Reportage paru dans le Figaro Magazine du 25 novembre 2022.
Texte et photos de Frank Charton. (Edition par Louis Lecomte)
Ce sera le dernier bruit du monde extérieur : dans un grondement de machinerie pétaradante, le bateau s’éloigne de l’extrémité sud du mont Athos, tel un monstre de ferraille refluant avec fracas, nous laissant sur ce quai désert, fouetté par le vent et le ressac. Au-dessus des récifs, l’escarpement sauvage du « désert » athonite (relatif au mont Athos, NDLR) nous surplombe de manière intimidante avec, émergeant du maquis, les silhouettes ténues d’une poignée de cellules et d’ermitages : le village monastique, ou skite, de Kafsokalivia ! C’est le point géographiquement le plus retiré de la zone interdite, dans une ambiance de bout du monde.
Quel pari osé que cette tentative d’immersion à rebours du temps sur le doigt le plus oriental du trident de Chalcidique, au sud de Thessalonique. Avec, comme fil directeur, cet insensé chapelet de forteresses monastiques et de cabanes érémitiques réparties tout autour de la péninsule, soit environ 2500 reclus volontaires – un chiffre probablement sous-estimé et en augmentation constante. La fascination des profanes pour le mont Athos n’est pas nouvelle.

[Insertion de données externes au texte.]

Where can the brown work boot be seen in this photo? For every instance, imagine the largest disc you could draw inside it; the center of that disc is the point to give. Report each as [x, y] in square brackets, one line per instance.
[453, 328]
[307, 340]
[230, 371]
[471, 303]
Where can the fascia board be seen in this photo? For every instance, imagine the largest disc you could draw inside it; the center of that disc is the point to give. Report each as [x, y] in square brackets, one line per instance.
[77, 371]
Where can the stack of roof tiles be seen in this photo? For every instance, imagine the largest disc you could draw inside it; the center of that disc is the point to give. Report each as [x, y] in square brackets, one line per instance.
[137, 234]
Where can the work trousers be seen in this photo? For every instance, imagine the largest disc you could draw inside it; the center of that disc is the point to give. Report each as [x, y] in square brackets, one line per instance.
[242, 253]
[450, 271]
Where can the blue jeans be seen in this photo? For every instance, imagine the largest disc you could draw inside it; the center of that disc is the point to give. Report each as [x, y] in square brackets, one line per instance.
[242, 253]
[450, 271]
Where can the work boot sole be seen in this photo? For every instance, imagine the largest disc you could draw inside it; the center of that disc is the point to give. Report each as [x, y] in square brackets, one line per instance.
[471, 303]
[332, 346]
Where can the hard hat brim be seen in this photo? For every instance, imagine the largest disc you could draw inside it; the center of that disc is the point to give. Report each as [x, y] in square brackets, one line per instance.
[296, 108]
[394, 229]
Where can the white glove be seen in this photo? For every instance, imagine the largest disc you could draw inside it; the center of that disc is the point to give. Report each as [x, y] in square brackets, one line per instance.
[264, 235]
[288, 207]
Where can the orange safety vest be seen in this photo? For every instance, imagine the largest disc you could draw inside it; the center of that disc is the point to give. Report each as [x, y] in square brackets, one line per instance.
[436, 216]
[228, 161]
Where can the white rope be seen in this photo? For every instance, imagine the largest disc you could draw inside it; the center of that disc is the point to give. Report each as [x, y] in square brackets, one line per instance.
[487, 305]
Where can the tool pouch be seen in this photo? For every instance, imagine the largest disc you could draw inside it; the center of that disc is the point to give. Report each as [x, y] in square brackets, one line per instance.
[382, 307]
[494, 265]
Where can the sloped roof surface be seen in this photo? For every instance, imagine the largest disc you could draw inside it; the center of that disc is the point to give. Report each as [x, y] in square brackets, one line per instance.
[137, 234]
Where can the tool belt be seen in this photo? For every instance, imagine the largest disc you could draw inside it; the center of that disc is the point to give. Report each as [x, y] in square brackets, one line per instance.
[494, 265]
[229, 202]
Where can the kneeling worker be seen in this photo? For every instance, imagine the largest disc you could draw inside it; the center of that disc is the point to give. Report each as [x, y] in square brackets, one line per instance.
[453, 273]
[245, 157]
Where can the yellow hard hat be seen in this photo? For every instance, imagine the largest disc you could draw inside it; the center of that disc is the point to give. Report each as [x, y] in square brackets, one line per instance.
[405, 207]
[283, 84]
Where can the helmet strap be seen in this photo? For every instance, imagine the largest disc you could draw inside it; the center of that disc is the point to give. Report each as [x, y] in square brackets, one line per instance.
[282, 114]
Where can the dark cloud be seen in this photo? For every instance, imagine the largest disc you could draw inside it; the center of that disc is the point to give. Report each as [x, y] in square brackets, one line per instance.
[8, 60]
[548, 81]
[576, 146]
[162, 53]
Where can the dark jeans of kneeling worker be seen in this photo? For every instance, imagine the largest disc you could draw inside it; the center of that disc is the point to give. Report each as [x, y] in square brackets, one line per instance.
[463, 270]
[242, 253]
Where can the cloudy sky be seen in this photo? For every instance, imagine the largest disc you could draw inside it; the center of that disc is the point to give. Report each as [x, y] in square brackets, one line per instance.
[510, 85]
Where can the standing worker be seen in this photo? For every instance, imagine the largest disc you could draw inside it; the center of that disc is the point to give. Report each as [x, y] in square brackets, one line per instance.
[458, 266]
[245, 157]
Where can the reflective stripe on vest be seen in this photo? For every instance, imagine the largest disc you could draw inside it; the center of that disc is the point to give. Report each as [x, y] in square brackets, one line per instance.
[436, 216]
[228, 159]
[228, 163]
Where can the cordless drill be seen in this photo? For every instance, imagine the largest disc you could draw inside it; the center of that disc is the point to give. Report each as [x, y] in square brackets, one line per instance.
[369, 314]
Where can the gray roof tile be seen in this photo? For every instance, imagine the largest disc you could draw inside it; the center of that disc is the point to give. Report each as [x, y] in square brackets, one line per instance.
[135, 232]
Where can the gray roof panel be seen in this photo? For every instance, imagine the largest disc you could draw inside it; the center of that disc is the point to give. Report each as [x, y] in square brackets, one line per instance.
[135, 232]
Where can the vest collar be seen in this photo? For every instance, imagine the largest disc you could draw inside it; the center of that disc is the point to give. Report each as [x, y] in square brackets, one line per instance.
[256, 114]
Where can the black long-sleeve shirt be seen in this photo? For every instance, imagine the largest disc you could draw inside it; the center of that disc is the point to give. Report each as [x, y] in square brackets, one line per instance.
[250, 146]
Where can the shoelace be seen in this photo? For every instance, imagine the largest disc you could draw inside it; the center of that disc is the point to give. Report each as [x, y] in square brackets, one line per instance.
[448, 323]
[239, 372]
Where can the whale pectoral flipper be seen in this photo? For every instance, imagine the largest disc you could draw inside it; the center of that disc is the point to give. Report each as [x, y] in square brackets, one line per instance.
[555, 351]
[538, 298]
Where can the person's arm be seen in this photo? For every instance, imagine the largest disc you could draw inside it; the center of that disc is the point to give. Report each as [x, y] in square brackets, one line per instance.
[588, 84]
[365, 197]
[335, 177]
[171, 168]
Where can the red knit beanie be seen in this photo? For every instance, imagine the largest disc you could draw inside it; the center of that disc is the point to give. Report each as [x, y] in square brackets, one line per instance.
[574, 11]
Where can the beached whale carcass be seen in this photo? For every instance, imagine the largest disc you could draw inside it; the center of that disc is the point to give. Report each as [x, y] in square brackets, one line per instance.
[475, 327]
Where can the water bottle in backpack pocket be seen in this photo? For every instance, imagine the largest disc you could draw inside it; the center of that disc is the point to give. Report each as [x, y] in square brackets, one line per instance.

Envoûtés par la verve de Jacques Lacarrière dans L’Été grec, bercés par les incantations de Bertrand Vergely sur la propédeutique du désert, nous gardions depuis bien longtemps, enfoui au fond de nous, ce désir athonite, tel un rêve hors de portée. En outre, depuis la pandémie de Covid, le mont Athos, déjà difficile d’accès en temps normal, était retourné pendant deux ans à sa splendide solitude. Pères et abbés, moines-aubergistes, capitaines de ferrys et surtout police des « frontières » spirituelles, tous veillent avec une intransigeance sourcilleuse à ce que nul, et surtout nulle, ne pénètre impunément sur cette « terre promise ».

Le réfectoire richement décoré du monastère de Grigoriou où vivent près de 80 moines. Franck Charton.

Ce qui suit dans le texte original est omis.